Perhaps the most essential component DST implemented within the new BOC is CompuSat, an automated dish control and satellite recording system. RBN programs its internal scheduling and billing system, which directs the CompuSat system to preprogram all satellite feeds coming through the facility. The process of recording and receiving the satellite feeds is thereby automated. CompuSat steers the satellite dishes and tunes the receivers, bringing the programming seamlessly and directly into the facility. For RBN, this is important because they stream live events more so than any competitor. Most facilities streaming video for Internet broadcast record the event first and play it back later, which is exactly like a system recently integrated at Navisite.com. RBN instead receives a live satellite feed and sends it straight out over the Internet.

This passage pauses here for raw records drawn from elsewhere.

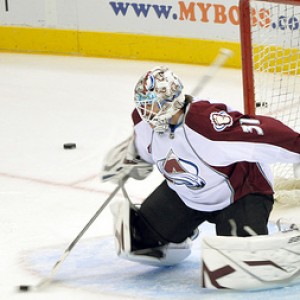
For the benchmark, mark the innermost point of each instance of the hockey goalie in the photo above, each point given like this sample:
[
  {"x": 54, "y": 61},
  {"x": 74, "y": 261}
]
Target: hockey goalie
[{"x": 214, "y": 163}]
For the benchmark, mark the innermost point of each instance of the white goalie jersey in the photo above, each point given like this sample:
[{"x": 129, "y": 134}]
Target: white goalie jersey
[{"x": 217, "y": 155}]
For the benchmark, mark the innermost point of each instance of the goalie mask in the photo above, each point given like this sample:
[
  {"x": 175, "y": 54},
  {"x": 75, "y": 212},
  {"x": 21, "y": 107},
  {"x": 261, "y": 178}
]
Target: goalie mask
[{"x": 158, "y": 96}]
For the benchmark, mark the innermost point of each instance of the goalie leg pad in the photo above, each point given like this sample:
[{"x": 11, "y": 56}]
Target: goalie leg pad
[{"x": 251, "y": 263}]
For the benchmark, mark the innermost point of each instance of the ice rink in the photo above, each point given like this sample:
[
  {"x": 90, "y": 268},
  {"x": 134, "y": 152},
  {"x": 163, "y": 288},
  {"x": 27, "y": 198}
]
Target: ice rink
[{"x": 48, "y": 194}]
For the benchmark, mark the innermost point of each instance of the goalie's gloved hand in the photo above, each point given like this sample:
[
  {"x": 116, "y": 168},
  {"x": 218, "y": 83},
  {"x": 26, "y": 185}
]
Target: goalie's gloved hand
[
  {"x": 123, "y": 161},
  {"x": 139, "y": 170}
]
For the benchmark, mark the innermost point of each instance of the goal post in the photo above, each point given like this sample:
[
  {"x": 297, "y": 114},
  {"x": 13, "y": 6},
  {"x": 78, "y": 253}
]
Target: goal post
[{"x": 270, "y": 47}]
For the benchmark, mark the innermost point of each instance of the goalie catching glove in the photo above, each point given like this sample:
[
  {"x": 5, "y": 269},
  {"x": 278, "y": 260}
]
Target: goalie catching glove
[{"x": 123, "y": 161}]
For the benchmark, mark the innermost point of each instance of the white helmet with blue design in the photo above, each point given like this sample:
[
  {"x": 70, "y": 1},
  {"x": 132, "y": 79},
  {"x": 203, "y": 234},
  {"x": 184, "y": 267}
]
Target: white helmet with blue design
[{"x": 159, "y": 96}]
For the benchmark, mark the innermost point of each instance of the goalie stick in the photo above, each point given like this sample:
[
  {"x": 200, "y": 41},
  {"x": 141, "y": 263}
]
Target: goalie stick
[
  {"x": 43, "y": 283},
  {"x": 218, "y": 62}
]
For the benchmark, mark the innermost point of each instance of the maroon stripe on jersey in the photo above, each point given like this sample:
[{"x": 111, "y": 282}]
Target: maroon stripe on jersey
[
  {"x": 245, "y": 178},
  {"x": 136, "y": 118},
  {"x": 274, "y": 132}
]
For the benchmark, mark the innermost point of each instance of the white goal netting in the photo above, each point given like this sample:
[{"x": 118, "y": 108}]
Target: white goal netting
[{"x": 275, "y": 38}]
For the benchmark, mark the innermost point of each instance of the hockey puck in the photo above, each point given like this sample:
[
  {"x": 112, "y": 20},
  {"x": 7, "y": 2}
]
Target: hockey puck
[{"x": 69, "y": 146}]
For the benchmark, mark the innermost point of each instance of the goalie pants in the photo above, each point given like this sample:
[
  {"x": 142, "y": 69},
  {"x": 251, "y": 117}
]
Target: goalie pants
[{"x": 163, "y": 217}]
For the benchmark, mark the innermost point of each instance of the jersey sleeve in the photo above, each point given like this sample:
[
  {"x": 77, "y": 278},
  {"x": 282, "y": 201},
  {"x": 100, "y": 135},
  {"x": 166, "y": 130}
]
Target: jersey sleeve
[{"x": 238, "y": 137}]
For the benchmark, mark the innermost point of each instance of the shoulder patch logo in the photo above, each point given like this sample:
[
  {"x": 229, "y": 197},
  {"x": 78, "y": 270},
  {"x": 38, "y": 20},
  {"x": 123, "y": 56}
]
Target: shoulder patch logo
[{"x": 220, "y": 120}]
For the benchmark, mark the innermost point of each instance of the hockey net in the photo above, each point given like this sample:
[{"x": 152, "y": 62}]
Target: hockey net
[{"x": 270, "y": 43}]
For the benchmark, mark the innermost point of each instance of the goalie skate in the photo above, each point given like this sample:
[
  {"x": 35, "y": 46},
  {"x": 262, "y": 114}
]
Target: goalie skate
[{"x": 166, "y": 255}]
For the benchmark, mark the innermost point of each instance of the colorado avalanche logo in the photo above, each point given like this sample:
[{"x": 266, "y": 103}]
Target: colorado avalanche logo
[
  {"x": 181, "y": 172},
  {"x": 220, "y": 120}
]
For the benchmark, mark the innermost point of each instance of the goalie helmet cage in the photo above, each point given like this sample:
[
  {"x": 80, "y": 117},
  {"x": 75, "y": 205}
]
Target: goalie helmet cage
[{"x": 270, "y": 46}]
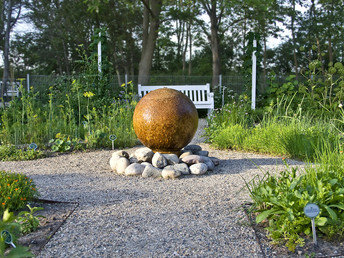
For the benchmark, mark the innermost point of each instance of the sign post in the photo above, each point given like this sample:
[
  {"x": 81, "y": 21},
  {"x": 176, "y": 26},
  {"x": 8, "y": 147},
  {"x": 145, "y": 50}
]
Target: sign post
[
  {"x": 254, "y": 71},
  {"x": 312, "y": 210},
  {"x": 7, "y": 238}
]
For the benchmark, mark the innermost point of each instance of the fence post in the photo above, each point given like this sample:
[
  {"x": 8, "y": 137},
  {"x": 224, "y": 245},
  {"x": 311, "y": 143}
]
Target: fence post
[
  {"x": 28, "y": 82},
  {"x": 100, "y": 54},
  {"x": 254, "y": 70}
]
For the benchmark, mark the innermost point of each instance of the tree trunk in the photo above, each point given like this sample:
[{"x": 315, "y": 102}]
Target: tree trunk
[
  {"x": 186, "y": 48},
  {"x": 296, "y": 66},
  {"x": 6, "y": 48},
  {"x": 148, "y": 41}
]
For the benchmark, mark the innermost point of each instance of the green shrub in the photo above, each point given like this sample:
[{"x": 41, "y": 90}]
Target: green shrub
[
  {"x": 15, "y": 191},
  {"x": 8, "y": 223},
  {"x": 231, "y": 137},
  {"x": 280, "y": 200},
  {"x": 10, "y": 152}
]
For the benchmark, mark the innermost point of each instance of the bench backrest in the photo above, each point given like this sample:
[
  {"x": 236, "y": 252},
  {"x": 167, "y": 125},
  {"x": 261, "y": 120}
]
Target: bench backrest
[{"x": 200, "y": 95}]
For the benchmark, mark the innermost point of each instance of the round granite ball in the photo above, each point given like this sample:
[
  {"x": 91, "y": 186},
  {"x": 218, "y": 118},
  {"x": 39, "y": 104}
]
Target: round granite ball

RBN accepted the recommendations for all other essential integrated products, including Symetrix 422 and 421 auto-levelers, Ikegami monitoring walls and Circuit-Werkes phone couplers. The Symetrix auto-levelers were vital for the facility and desirable above all competitive units as they were the only products capable of adjustable auto-leveling as opposed to strict, non-adjustable clamping. The auto-levelers feature automatic gain control to fix audio levels being fed from the phone couplers. The two-channel 422s repair the audio by raising or lowering the levels as needed before feeding the signals into the Philips routing system, and as mentioned, are manually adjustable.
RBN is also using the Snell & Wilcox RollCall Network Management and Control system to provide a continual real-time display of the status on the entire system's equipment. This software also allows many of the system's components to be fully flexible and controllable over a WAN. Essentially, if RBN were to open more facilities in the future, operators could control all aspects of the switching and routing and adjust the processing equipment from one central location through the existing network.
When it came time for launch in August 2000, there were the inevitable few hiccups. As the sparking of each new facility is unique, a few problems are normal. The main issue was crosstalk within the phone coupling setup. Signals were mixing across coupled phone lines, creating a challenge that would prove most difficult to address. DST developed an isolator that separated the signals and confined them to their own lines. Another problem that was minor in comparison was the need to switch the auto-leveler models initially provided by Symetrix to another model better suited for this facility.
An added bonus of this system is that it is moveable. Due to DST's palletization technique, the system can be broken down in two days, relocated and reinstalled in its current layout within seven days. Therefore, if RBN ever outgrows its current facility space and needs to move to a larger building, DST can smoothly relocate the facility.
Mark Siegel is vice president of DST, Washington.